Ketamine assisted psychotherapy is becoming increasingly more known as an option for healing. While ketamine is a known dissociative anesthetic agent, it has only been used to improve and optimize mental health for the past 15 to 20 years. While not technically a "psychedelic" (it depends who you are talking to, though) and works through different mechanisms of action than classic psychedelics like psilocybin and LSD, ketamine certainly has psychedelic effects.
Logistically, ketamine assisted psychotherapy involves both a prescription medication (the ketamine) and therapy. The type of therapy provided varies among practitioners and research has not yet shown if there is one more effective/optimal type of therapy for ketamine work. Thus, offering ketamine involves the practitioner having experience, training, and credentials to provide both the therapy and ketamine or hire additional clinical members who complement your training/background/credentials. Collaboration is a beautiful and important aspect of ketamine assisted psychotherapy!
It's important to note that ketamine is a DEA Schedule III controlled substance so there are specific parameters in place per the DEA that practitioners need to be aware of and comply with.
From a current legal perspective, those who can prescribe ketamine are individuals who have 1) a DEA license in the state where they will be using ketamine with patients and 2) a license to practice medicine (physicians, nurse practitioners, physician assistants, and in some states, naturopathic doctors and psychologists) in the state where they will be using ketamine. They are legally able to order ketamine from compounding pharmacies and online pharmacies such as Henry Schein Medical. Therapists (psychologists in most states, social workers, marriage and family therapists, counselors) are not able to order ketamine since it is a prescribed medication, hence the need for collaboration.
Now, if it were just based on the legal perspective, there wouldn't be much else to say. But it's not that simple - let's go over the other factors to consider.

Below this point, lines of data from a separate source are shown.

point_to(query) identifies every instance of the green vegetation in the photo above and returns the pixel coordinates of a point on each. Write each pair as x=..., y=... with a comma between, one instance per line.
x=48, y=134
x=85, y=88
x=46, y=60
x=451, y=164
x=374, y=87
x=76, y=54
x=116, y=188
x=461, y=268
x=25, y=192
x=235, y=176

Many medical malpractice insurance companies have hesitation about providing coverage for ketamine assisted psychotherapy. As with most new or outside-the-typical box of standard medication prescribing/therapy in outpatient psychiatry, insurance companies remain cautious. It is a new modality, relatively unregulated - especially for a controlled substance - and many practices do not use the FDA-approved form, Spravato.
From a prescriber standpoint, insurance malpractice is more likely to cover your work in ketamine assisted psychotherapy if you are a psychiatrist or psychiatric nurse practitioner and don't prescribe outside of the clinic (ie you are only offering ketamine sessions in the clinic). Malpractice is also more likely to cover prescribers if they are physically on site for the extent of the ketamine therapy sessions.
For example, they likely will not cover malpractice if you as a physician or nurse practitioner are physically located at a different clinic from where a therapist is providing ketamine assisted psychotherapy. Some malpractice insurances also will not cover prescribers if they are not physically present for the extent of the ketamine session with a patient.
So do your homework and reach out to your malpractice insurance and if needed, find a malpractice insurance company who will cover you adequately. I utilize PRMS and they permitted a ketamine assisted psychotherapy rider as long as I meet the criteria as I stated above. Ask others in your speciality who they use for insurance and if there were any issues with getting coverage.
Ketamine assisted psychotherapy is not like prescribing an antidepressant for depression. It requires experience and comfort with guiding people who often have significant mental health histories through difficult experiences. It really does require more than a weekend course to be competent in this work and ideally, those who are sitting for the 3 hour ketamine medicine sessions have trauma therapy training. And it is under your patients' best interest for you to have experiential training, which is experience taking ketamine under therapeutic supervision.
If you are someone with prescribing abilities, only you can answer the question honestly if you have adequate training to offer both the therapy and medication aspects of ketamine assisted psychotherapy. If not, you have several options! Collaborate with a therapist who has training in ketamine assisted psychotherapy or dedicate yourself to becoming competent in therapy modalities, under the scope of your practice.
Additionally, it's a good idea to seek out ongoing mentorship/consultation from someone with a lot of experience working in the ketamine assisted psychotherapy realm - either in a group setting or one on one.
Therapy Modalities that Complement Ketamine Assisted Psychotherapy
Therapy modalities that bode well with ketamine assisted psychotherapy include internal family systems, somatic experiencing, trauma therapy training, compassionate inquiry with Gabor Mate MD, and acceptance and commitment therapy. Internal family systems, or IFS, has a long waitlist currently for training; the other modalities typical require (and are helpful to have) some sort of experiential/practicum training and require more of a time investment than say, a weekend CBT course.
Now you have an understanding of why the question of "who is able to offer ketamine assisted psychotherapy" isn't so simple. What other questions do you have about offering ketamine assisted psychotherapy as a practitioner?